The next day brought an early morning motorcycle tour (one I very much enjoyed) courtesy of Charles. I didn't realize how much I missed all those days of bike rides in Mass. Oh boy do I miss it. We spent lots of time in the sun at the pool, and later ate an amazing Italian meal that made me feel like I was in Europe because it took more than 3 hours to eat. What a life! That night brought more good times, funny stories, and utter exhaustion.

Wednesday morning we awoke early to join Daniel for a little adventure to the San Xavier del Bac Mission just a little south of here. I've been wanting to go, but hadn't had the chance. It was pretty cool. We spent a while just taking all that in. After getting back, we chanced upon this antique gun shop where Lindsay and I found some cheap jewelry treasures. And later that day we dined like gods on some yummy Indian cuisine, and then headed over to Saguaro Naitonal Park to see the sunset. I love it there. We stayed long past sunset and laid on the concrete overlook to gaze at the stars. I love being in immense places with immense people. These two people are certainly immense, and I consider myself eternally grateful to have gotten to share things like this with them.

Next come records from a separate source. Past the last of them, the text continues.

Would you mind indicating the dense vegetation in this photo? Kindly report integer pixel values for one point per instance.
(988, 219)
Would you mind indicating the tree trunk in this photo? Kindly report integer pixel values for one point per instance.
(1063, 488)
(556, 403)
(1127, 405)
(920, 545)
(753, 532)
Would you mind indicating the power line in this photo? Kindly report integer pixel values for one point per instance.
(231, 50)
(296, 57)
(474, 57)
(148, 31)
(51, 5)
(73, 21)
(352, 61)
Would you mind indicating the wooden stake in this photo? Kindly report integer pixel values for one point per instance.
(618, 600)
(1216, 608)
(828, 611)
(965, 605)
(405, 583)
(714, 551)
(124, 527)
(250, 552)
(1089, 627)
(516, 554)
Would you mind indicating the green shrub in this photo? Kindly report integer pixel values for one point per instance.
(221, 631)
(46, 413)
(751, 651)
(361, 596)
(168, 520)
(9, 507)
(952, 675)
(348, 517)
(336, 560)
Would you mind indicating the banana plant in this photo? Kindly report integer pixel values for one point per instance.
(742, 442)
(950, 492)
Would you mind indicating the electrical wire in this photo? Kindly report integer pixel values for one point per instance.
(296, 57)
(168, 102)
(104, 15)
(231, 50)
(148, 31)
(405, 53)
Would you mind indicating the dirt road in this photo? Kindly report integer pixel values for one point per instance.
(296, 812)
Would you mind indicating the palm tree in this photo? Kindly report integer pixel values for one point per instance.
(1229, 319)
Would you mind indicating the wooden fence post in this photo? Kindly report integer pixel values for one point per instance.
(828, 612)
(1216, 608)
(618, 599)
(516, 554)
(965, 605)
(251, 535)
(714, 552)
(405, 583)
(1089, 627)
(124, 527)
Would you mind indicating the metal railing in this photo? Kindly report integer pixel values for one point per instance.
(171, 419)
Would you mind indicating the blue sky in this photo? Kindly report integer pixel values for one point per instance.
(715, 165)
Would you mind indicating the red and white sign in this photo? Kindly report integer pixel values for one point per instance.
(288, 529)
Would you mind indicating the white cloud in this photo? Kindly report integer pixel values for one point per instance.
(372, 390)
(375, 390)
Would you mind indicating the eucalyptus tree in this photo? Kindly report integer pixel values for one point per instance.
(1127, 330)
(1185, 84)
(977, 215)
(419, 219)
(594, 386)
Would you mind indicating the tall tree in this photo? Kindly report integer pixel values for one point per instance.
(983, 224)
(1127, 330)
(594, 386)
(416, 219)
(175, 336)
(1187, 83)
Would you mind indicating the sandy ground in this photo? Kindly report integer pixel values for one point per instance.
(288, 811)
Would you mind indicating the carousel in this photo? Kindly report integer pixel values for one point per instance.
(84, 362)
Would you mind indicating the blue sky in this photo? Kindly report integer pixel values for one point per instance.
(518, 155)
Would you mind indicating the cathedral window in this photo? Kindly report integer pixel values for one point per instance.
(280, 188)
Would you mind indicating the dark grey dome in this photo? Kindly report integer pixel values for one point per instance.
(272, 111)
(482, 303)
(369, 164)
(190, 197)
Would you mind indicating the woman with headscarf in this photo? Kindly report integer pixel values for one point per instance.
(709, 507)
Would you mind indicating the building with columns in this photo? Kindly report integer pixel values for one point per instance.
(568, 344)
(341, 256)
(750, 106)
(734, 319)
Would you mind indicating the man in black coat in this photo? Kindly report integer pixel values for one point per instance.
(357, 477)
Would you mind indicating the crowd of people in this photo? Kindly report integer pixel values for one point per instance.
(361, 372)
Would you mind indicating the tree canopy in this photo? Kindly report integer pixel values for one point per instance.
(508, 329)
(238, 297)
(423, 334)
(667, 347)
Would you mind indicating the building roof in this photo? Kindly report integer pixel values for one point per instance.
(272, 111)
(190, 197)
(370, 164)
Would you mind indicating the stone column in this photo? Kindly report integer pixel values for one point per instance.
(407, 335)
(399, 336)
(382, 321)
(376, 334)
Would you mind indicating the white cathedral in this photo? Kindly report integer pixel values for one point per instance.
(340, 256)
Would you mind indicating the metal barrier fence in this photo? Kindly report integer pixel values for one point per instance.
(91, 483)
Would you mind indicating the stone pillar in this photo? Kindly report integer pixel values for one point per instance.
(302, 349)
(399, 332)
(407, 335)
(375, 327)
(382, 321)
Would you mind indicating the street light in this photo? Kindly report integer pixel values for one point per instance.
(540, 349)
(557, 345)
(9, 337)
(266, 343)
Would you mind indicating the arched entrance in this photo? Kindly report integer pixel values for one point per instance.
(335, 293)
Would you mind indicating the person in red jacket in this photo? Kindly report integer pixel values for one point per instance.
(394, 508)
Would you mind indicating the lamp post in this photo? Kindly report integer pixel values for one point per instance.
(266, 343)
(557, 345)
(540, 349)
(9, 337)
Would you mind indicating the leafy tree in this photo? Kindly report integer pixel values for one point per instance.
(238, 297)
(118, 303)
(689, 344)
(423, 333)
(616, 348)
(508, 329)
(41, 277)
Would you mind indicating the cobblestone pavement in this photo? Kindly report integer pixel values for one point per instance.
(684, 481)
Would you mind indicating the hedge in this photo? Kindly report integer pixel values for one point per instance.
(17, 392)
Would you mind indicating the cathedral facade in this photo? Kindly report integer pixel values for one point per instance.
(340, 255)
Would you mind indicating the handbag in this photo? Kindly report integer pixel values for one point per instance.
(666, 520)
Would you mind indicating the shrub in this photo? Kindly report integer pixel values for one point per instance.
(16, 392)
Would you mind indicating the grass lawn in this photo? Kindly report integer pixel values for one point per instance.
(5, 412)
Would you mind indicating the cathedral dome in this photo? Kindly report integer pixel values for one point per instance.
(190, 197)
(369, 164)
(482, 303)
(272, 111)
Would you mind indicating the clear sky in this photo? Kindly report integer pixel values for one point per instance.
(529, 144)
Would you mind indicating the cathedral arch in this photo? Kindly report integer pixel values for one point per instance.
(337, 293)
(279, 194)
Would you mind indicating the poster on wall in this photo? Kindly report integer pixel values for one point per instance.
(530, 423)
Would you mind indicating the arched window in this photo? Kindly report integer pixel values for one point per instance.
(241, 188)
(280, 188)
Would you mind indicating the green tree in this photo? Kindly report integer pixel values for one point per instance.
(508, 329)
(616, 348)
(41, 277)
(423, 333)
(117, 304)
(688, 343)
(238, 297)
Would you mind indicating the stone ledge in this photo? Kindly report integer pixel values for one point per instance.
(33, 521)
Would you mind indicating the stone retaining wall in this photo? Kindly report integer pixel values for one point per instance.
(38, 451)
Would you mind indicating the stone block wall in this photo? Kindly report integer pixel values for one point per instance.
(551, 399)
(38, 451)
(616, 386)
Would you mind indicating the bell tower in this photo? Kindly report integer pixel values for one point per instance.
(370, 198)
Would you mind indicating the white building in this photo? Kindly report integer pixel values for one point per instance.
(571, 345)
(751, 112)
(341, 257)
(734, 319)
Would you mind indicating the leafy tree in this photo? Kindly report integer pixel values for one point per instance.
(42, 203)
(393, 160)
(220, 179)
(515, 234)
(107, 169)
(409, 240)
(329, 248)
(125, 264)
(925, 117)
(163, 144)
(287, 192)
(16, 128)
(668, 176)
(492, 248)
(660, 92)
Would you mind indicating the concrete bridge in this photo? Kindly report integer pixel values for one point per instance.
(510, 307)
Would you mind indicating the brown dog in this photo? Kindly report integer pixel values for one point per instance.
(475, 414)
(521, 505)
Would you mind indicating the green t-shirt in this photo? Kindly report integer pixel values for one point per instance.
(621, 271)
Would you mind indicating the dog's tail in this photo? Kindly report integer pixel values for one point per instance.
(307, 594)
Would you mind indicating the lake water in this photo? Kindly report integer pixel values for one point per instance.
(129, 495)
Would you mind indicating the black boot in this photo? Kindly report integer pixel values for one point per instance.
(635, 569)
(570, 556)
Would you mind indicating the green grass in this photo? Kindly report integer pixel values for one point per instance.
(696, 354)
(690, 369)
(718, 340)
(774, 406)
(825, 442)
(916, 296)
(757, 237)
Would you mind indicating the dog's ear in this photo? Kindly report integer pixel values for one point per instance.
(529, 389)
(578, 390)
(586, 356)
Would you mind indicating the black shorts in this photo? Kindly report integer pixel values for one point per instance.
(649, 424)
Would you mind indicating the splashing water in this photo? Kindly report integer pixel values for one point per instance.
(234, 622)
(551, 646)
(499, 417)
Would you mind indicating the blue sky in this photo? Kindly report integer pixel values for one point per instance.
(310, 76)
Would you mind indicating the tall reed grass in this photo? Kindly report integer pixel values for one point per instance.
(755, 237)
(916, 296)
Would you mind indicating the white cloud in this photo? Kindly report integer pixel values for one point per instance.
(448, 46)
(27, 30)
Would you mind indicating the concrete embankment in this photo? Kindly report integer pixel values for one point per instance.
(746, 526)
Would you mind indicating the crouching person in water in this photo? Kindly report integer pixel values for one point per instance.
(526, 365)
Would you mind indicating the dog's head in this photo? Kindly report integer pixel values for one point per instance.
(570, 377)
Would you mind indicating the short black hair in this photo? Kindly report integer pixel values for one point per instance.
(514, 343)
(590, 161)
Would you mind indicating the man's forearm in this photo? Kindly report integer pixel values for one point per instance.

Thursday morning it was up early to go hiking in Sabino Canyon. It was already pretty hot by 8 a.m., but we saw a ton of wildlife. Up next was a little cowpoke adventure through Old Tucson where we were witness to the cancan show, the gunfight, and our own insanity. We even rode the train all around the little town. It's so cute there. That night was back to the Surly Wench where (on the last night we'd all spend together), we certainly went out with a bang. It was a blast.

Friday brought goodbyes as the wonderful cowboy who had ridden through town continued his journey and the beautiful cowgirl who had adventured with me continued hers. It was hard to know that I couldn't just spend the rest of my life on a vacation like this.

I headed straight to Phoenix after dropping Lindsay off at the airport, to meet up with my other Charles. I spent the weekend there and drove the Apache Trail (breathtaking), and even got to see Goldfield, an old ghost town along the way. We had many an adventure, and I feel like a different person.

In fact, my entire life stretches around me and all I know is that the physical, emotional, spiritual, and intellectual events of the past 2.5 weeks have left me beautifully and unalterably and profoundly dumbfounded. So much beauty!!! So much adventure. These are the things I live for.

Thanks for reading. And thanks for being a fan. It means a lot to me.